Abbott foe tied to Left in her early legal days
Zali Steggall was linked with Labor lawyers as a young barrister despite saying she has no ALP affiliations.
Zali Steggall, the independent candidate campaigning to oust Tony Abbott from his seat on Sydney’s northern beaches, was linked with Labor lawyers as a young barrister despite saying she has no ALP affiliations and has never voted Labor.
Ms Steggall studied law after a career as a champion skier and was recruited on to the sixth floor of Sydney’s Wentworth Selborne chambers, which is widely known as the chamber’s floor of Labor and left-leaning barristers, with former notables such as Jim Spigelman.

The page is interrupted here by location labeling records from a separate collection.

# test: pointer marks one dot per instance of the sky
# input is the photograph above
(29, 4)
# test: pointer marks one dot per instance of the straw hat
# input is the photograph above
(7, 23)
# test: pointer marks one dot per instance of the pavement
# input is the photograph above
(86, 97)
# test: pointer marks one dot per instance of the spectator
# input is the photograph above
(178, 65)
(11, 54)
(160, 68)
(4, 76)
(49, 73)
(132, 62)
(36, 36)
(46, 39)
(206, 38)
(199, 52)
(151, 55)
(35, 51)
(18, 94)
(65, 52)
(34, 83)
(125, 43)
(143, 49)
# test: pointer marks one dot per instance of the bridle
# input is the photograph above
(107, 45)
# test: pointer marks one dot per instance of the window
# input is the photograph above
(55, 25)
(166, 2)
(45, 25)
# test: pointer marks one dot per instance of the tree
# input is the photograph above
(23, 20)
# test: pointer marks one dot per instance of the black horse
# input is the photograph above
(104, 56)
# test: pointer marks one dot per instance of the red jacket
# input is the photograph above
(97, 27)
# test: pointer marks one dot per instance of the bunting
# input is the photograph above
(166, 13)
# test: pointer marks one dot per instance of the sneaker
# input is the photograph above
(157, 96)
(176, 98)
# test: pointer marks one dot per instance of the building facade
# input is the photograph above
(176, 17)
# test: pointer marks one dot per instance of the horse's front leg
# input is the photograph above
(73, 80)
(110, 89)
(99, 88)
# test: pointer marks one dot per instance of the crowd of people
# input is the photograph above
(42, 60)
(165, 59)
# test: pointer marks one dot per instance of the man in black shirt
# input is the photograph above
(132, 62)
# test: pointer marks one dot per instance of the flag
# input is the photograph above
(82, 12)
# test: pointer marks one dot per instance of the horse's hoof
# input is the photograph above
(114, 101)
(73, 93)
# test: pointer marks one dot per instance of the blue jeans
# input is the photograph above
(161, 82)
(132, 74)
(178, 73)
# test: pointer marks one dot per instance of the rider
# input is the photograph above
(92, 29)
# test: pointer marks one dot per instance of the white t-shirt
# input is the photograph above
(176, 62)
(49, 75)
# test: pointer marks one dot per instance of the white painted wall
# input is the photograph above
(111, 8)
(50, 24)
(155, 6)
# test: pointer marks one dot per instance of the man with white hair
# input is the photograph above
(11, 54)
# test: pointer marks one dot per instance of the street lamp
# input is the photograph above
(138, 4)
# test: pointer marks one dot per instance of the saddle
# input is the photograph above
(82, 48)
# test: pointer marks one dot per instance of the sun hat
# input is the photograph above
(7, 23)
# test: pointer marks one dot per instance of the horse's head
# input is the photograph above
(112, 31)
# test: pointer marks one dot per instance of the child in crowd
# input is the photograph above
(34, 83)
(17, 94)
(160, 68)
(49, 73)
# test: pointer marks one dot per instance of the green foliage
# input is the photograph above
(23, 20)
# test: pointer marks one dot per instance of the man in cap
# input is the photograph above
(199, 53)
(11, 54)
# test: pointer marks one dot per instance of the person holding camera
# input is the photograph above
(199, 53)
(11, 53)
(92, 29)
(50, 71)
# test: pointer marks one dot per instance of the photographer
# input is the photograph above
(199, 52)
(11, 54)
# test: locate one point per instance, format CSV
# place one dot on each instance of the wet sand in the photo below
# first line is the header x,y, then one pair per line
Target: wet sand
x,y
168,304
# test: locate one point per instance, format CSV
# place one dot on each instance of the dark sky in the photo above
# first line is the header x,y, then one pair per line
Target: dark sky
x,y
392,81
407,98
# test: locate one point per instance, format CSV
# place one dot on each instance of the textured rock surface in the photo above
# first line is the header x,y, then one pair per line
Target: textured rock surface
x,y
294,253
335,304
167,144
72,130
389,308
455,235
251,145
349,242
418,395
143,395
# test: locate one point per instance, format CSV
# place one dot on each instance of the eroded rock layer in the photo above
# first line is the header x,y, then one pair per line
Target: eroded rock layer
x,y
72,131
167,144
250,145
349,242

In her early days as a barrister, Ms Steggall was taken under the wing of Tim Hale SC, a prominent barrister with known Labor connections who represented former NSW minister Ian Macdonald at recent Independent Commission Against Corruption hearings.

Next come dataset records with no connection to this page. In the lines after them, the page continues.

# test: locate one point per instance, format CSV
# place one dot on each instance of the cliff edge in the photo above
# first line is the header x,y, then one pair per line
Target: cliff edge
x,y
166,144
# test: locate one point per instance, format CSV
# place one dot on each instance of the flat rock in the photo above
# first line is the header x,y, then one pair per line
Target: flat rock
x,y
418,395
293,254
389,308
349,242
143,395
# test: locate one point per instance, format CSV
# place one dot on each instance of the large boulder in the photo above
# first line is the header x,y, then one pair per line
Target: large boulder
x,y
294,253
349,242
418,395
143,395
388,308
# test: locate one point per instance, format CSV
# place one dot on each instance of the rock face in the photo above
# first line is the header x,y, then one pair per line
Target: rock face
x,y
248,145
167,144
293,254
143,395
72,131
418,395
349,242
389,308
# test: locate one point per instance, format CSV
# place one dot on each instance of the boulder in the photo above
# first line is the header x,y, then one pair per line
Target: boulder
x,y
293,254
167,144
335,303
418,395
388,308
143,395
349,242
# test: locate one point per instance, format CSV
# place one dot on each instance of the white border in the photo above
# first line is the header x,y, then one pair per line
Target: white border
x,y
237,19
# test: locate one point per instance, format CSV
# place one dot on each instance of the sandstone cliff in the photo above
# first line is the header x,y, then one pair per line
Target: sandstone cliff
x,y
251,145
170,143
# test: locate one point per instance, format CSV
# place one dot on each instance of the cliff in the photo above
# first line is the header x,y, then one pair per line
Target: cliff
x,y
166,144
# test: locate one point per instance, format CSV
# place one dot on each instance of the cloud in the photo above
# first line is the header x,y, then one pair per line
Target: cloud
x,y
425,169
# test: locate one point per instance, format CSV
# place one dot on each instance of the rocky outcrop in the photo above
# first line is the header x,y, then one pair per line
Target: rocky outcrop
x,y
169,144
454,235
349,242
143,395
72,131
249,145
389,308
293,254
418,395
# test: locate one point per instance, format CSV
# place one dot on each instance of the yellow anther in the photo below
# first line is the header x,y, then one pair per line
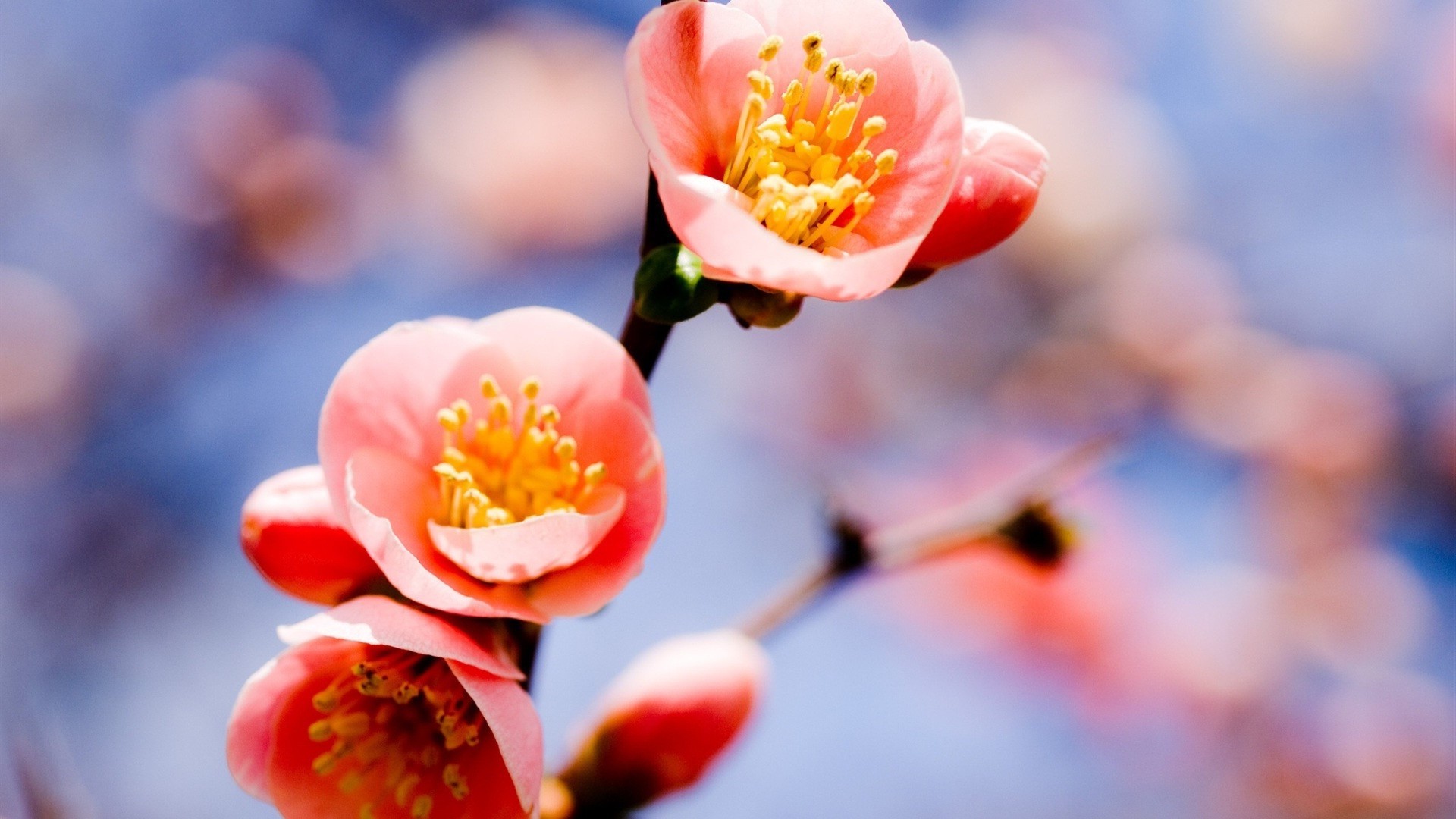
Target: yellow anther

Ms Steggall was not offered a room at the chambers during her term with Wentworth Selborne and eventually left, switching from commercial to family law.
While campaigning against Mr Abbott in Warringah, Ms Steggall has fended off repeated questions about whether she is a true independent, or aligned with Labor or the Greens.

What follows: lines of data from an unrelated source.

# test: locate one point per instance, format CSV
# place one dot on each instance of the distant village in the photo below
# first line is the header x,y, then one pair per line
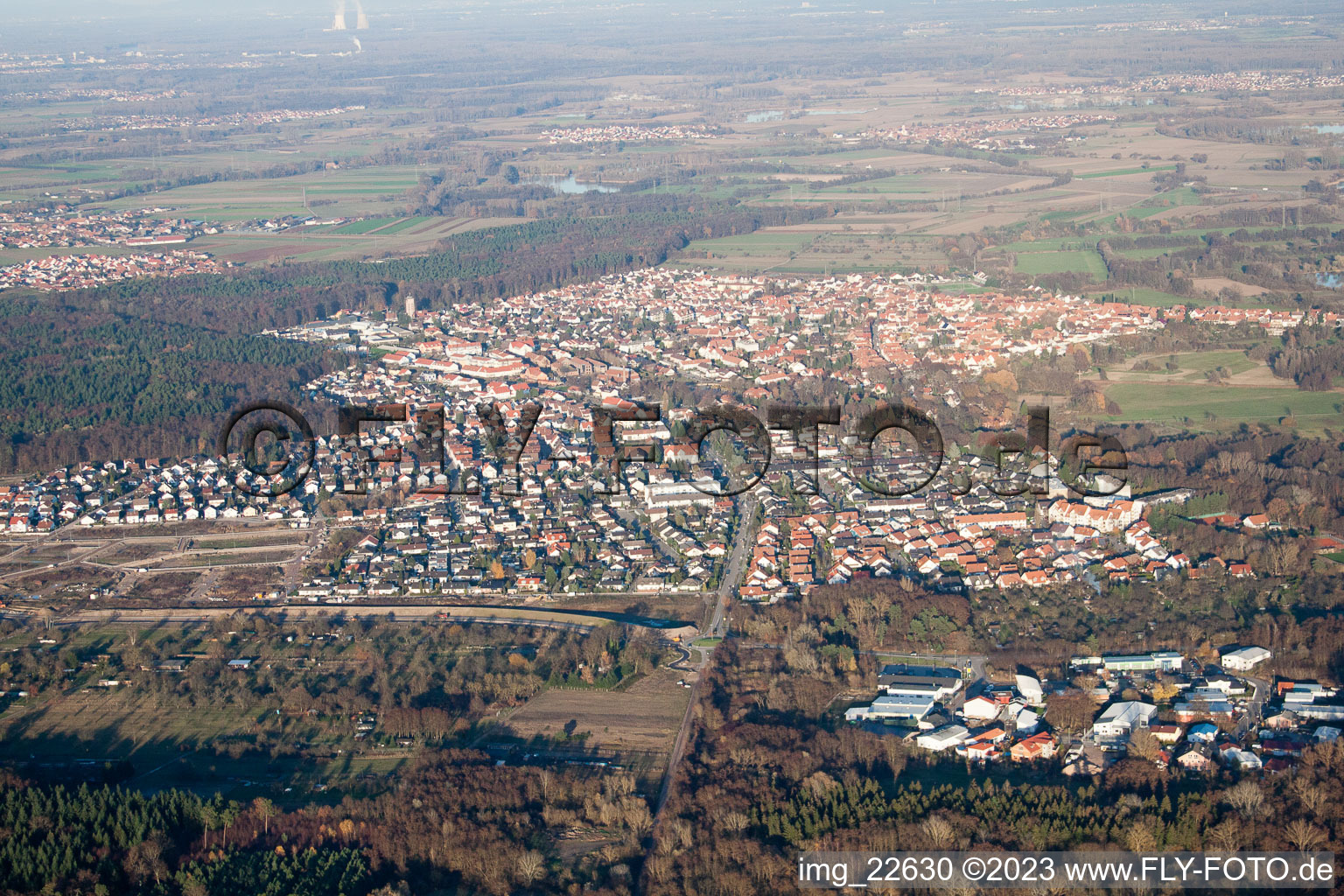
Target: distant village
x,y
1158,707
461,517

She told The Australian yesterday she had no affiliation to any party. She had “never voted Labor” and only voted Liberal at “state or local government elections”.
Ms Steggall’s campaign manager, Anthony Reed, is a long-time Labor operative and former staffer, as first reported by The Australian. Although claiming to receive no financial help from activist groups such as GetUp, Ms Steggall’s campaign team includes supporters of GetUp.
She also has direct Warringah campaign endorsement and support from GetUp, which claims to be independent but has repeatedly battled claims it is aligned with Labor or the Greens, and does not endorse Coalition candidates.
Some opinion polls show Mr Abbott, who has held his seat since 1994, could struggle to win this time.
Ms Steggall said she would “caution” about “making allegations in respect to one of the NSW bar’s leading commercial floors, from which the last two chief justices of the NSW Supreme Court were appointed”.
She said she was privileged to start her practice at the bar on the sixth floor, and “be led and mentored by numerous leading commercial senior counsels”.
“I am unaware of any of their political inclinations,” she said.
During her time at Wentworth Selborne, Ms Steggall was voted on to the NSW Bar Council as one of the council’s representatives with less than five years’ experience at the bar.
As for other council members, she was required to chair a committee and was put in charge of the health, sport and recreation committee.
When her committee was abolished during an overhaul, Ms Steggall protested. The committee was reinstated but chaired by another barrister, then council vice-president Arthur Moses SC.